Kick-Ass (2010)

Rating: B-

Dir: Matthew Vaughn
Star: Aaron Taylor-Johnson, Lyndsy Fonseca, Mark Strong, Chloë Grace Moretz

High-school comics geek Dave (Johnson) sets out to become a real-life superhero, Kick-Ass, but ends up beaten to within an inch of his life. His example, captured by cellphone-cam, does achieve viral fame and he is blamed for a series of attacks on the empire of local crime-boss Frank D’Amico (Strong). Those were actually carried out by former cop Damon McReady (Nicolas Cage), whose daughter, Mindy (Moretz), is a foul-mouthed moppet with a disturbing fondess for weapons. The pair, known as Big Daddy and Hit-Girl, help bail Kick-Ass out of some stick situations, as when he tries to help his friend Katie (Fonseca). D’Amico demands the head of Kick-Ass “on a stick,” and plans to unmask the superhero on a live Internet broadcast, to discourage any others inspired by his example. Again, with the help of Hit-Girl, Dave escapes, but there’s a terrible toll taken during his extraction, and it’s up to the pair to go into D’Amico’s lair and make him pay.

It’s nice to see comic-book movies with a harder edge; the results have a certain grounded realism, in a way that the blundering, PG efforts of Marvel can’t match [the same creator, fellow Scot Mark Millar, was also responsible for Wanted]. Here, damage happens: people die, and it’s not pleasant or just for a plot device [something explicitly referenced early on]. It also helps that Dave is an endearingly-normal kind of guy, basically likeable – contrast Scott Pilgrim – though Mindy steals the film effortlessly, right from her first appearance, and in particular her demolition of an apartment full of thugs, joyously carried out over The Dickies’ Banana Splits.

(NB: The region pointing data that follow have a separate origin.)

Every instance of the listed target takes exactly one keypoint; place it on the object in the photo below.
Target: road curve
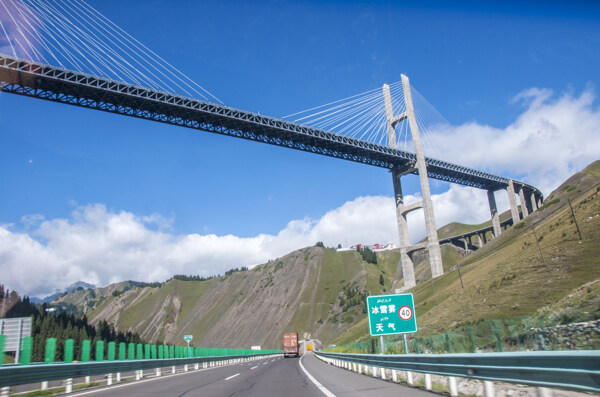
(261, 378)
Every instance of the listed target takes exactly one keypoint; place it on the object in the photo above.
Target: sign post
(391, 315)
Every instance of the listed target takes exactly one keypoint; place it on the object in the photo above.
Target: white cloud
(550, 140)
(553, 138)
(99, 246)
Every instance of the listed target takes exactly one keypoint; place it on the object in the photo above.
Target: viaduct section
(32, 79)
(530, 198)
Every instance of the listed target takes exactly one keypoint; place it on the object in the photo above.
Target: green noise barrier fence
(508, 335)
(124, 352)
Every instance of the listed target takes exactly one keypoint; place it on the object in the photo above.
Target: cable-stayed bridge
(67, 52)
(55, 84)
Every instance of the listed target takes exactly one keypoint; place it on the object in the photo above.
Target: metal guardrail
(578, 369)
(22, 374)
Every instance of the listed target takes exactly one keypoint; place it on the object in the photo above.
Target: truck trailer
(290, 344)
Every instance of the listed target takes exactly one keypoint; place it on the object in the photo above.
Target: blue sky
(469, 59)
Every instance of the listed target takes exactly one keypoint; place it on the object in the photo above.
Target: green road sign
(391, 314)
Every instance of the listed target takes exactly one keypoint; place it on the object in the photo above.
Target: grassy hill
(320, 293)
(507, 278)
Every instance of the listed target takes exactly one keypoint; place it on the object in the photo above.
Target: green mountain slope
(508, 278)
(320, 293)
(315, 291)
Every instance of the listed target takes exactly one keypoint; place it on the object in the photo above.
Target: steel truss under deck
(51, 83)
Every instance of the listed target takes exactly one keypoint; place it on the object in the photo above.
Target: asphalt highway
(261, 378)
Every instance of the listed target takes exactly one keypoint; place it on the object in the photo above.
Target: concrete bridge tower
(432, 244)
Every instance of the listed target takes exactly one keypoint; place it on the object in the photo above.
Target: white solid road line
(316, 382)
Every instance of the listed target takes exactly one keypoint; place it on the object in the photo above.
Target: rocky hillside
(320, 293)
(508, 277)
(316, 292)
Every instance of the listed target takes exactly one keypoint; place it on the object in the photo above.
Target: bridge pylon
(432, 244)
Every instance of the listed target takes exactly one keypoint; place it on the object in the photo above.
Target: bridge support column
(524, 207)
(533, 202)
(406, 263)
(514, 210)
(494, 212)
(433, 244)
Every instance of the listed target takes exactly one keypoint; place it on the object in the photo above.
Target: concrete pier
(433, 245)
(524, 207)
(533, 202)
(494, 213)
(406, 264)
(514, 210)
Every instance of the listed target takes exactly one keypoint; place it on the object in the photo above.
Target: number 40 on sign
(391, 314)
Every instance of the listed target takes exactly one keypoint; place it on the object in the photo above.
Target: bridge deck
(60, 85)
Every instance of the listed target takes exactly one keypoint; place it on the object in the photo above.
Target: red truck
(290, 344)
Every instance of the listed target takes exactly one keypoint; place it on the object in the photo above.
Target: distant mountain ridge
(55, 295)
(320, 293)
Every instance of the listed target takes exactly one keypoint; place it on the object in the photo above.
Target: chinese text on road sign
(391, 314)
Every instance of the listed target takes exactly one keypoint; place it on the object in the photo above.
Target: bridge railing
(577, 370)
(24, 374)
(526, 333)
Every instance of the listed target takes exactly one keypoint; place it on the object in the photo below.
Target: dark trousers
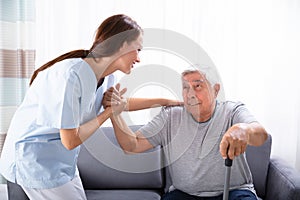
(233, 195)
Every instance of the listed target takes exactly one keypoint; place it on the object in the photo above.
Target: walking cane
(228, 164)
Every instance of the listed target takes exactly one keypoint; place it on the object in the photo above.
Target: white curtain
(254, 45)
(17, 56)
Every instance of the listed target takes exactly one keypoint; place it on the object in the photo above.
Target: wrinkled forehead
(193, 77)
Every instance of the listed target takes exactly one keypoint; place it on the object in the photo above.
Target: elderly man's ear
(217, 89)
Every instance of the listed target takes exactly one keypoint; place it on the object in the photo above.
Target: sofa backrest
(103, 165)
(258, 159)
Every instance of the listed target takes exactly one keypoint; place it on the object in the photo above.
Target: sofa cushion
(122, 195)
(103, 165)
(258, 159)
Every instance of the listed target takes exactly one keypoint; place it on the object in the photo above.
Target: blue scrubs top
(61, 97)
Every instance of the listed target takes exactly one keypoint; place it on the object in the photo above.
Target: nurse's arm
(71, 138)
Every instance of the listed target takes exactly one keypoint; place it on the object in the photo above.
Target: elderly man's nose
(191, 93)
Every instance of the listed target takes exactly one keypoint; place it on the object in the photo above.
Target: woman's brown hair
(113, 25)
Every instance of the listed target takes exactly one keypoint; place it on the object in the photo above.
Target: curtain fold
(17, 57)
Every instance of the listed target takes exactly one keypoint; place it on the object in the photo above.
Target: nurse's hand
(113, 96)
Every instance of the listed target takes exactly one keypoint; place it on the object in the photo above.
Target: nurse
(64, 106)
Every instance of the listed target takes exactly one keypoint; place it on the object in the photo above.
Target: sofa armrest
(283, 181)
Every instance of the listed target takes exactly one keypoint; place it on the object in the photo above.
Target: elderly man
(196, 138)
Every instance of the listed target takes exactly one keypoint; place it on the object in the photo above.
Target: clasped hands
(114, 99)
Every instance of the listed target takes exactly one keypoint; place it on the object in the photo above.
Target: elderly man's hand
(234, 141)
(113, 98)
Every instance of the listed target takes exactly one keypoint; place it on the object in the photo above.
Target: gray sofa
(109, 174)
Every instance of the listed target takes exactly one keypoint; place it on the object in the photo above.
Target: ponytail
(81, 53)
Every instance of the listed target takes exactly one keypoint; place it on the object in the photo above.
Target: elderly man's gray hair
(209, 73)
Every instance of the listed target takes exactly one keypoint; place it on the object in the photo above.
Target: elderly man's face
(199, 96)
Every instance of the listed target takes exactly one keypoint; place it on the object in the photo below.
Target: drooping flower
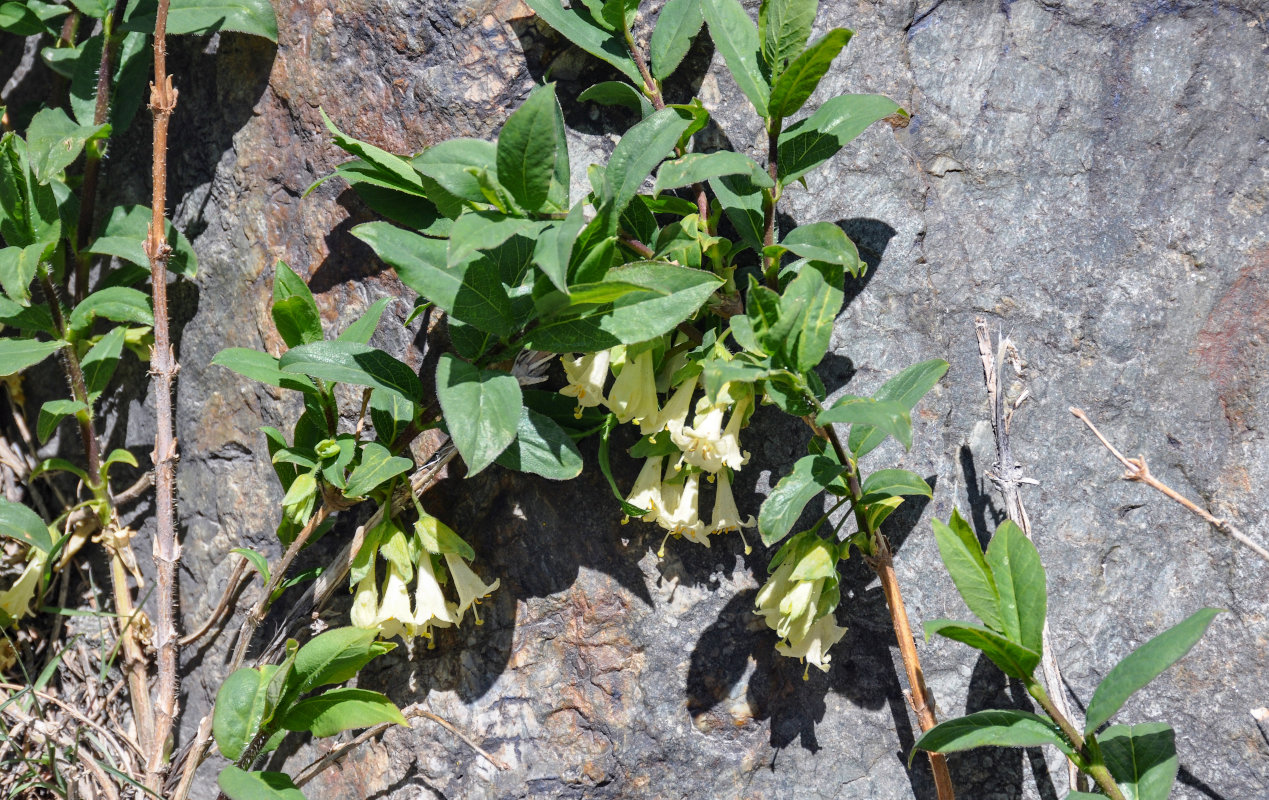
(430, 608)
(675, 412)
(633, 394)
(814, 646)
(647, 489)
(726, 516)
(706, 443)
(586, 376)
(366, 602)
(395, 616)
(793, 597)
(15, 601)
(682, 514)
(468, 586)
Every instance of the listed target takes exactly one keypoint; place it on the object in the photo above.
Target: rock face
(1091, 177)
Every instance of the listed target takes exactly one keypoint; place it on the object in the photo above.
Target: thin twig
(1138, 471)
(95, 151)
(1008, 476)
(882, 561)
(230, 589)
(166, 549)
(76, 714)
(262, 606)
(317, 766)
(136, 490)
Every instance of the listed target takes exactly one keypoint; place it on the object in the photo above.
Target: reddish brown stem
(166, 550)
(882, 561)
(95, 151)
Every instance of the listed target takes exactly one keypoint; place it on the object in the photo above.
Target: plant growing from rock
(1005, 588)
(675, 311)
(61, 296)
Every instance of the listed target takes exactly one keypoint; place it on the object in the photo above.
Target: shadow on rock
(735, 672)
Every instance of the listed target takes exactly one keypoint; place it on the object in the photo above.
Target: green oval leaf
(666, 295)
(254, 17)
(580, 28)
(116, 302)
(341, 709)
(636, 155)
(18, 19)
(239, 711)
(701, 166)
(617, 93)
(1013, 659)
(784, 26)
(810, 142)
(53, 141)
(796, 84)
(736, 38)
(822, 241)
(259, 366)
(126, 233)
(481, 408)
(907, 387)
(377, 466)
(19, 522)
(352, 362)
(1020, 584)
(784, 504)
(17, 354)
(886, 415)
(1141, 758)
(992, 728)
(295, 311)
(241, 785)
(542, 447)
(895, 483)
(963, 559)
(677, 27)
(256, 560)
(334, 657)
(527, 149)
(1144, 666)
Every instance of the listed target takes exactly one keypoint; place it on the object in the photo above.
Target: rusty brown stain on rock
(1231, 346)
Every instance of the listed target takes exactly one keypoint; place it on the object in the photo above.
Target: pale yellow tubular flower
(729, 447)
(680, 512)
(798, 607)
(468, 586)
(430, 608)
(814, 646)
(768, 601)
(633, 395)
(366, 601)
(647, 489)
(395, 616)
(586, 376)
(15, 601)
(675, 412)
(726, 516)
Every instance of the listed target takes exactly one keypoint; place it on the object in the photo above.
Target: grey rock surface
(1091, 177)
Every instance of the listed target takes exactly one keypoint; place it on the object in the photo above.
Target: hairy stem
(118, 546)
(166, 550)
(277, 574)
(95, 151)
(654, 93)
(1091, 766)
(770, 263)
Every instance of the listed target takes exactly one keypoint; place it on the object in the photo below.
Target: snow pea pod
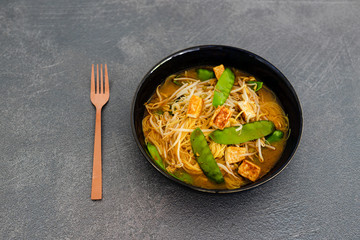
(155, 155)
(249, 131)
(275, 136)
(223, 87)
(204, 156)
(204, 74)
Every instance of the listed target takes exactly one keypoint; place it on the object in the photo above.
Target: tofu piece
(233, 154)
(218, 70)
(221, 117)
(249, 170)
(195, 106)
(248, 111)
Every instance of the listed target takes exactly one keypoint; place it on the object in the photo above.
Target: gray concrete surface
(47, 120)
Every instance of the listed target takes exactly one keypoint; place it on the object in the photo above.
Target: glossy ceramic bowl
(213, 55)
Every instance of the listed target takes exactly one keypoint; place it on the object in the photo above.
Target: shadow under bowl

Not everyone was impressed by her, the Daily Mail’s Christopher Tookey saying “It deliberately sells a perniciously sexualised view of children and glorifies violence, especially knife and gun crime, in a way that makes it one of the most deeply cynical, shamelessly irresponsible films ever.. But I’ll write more about this separately, I think. Back at the film, rather than in the dark recesses of Tookey’s mind, the finale is a marvellous piece of action-cinema, Hit-Girl chewing her way through a horde of minions. I can’t help speculating the film might have been amazing if it had centered on her, and the dysfunctional relationship with Big Daddy, with Kick-Ass as a supporting character, rather than the focus.

It also does occasionally struggle with crossing the gap between being a comic-book adaptation and a parody of comic-books and their adaptations, wanting to be both: the first-half is more of the latter, before it shifts up a gear or two in the the final stages. That I enjoyed the mayhem more is perhaps indicative of something about my moral sensibilities – or lack thereof, mutters Tookey. Perhaps, for all their flaws, superhero stories are simply damn good fun.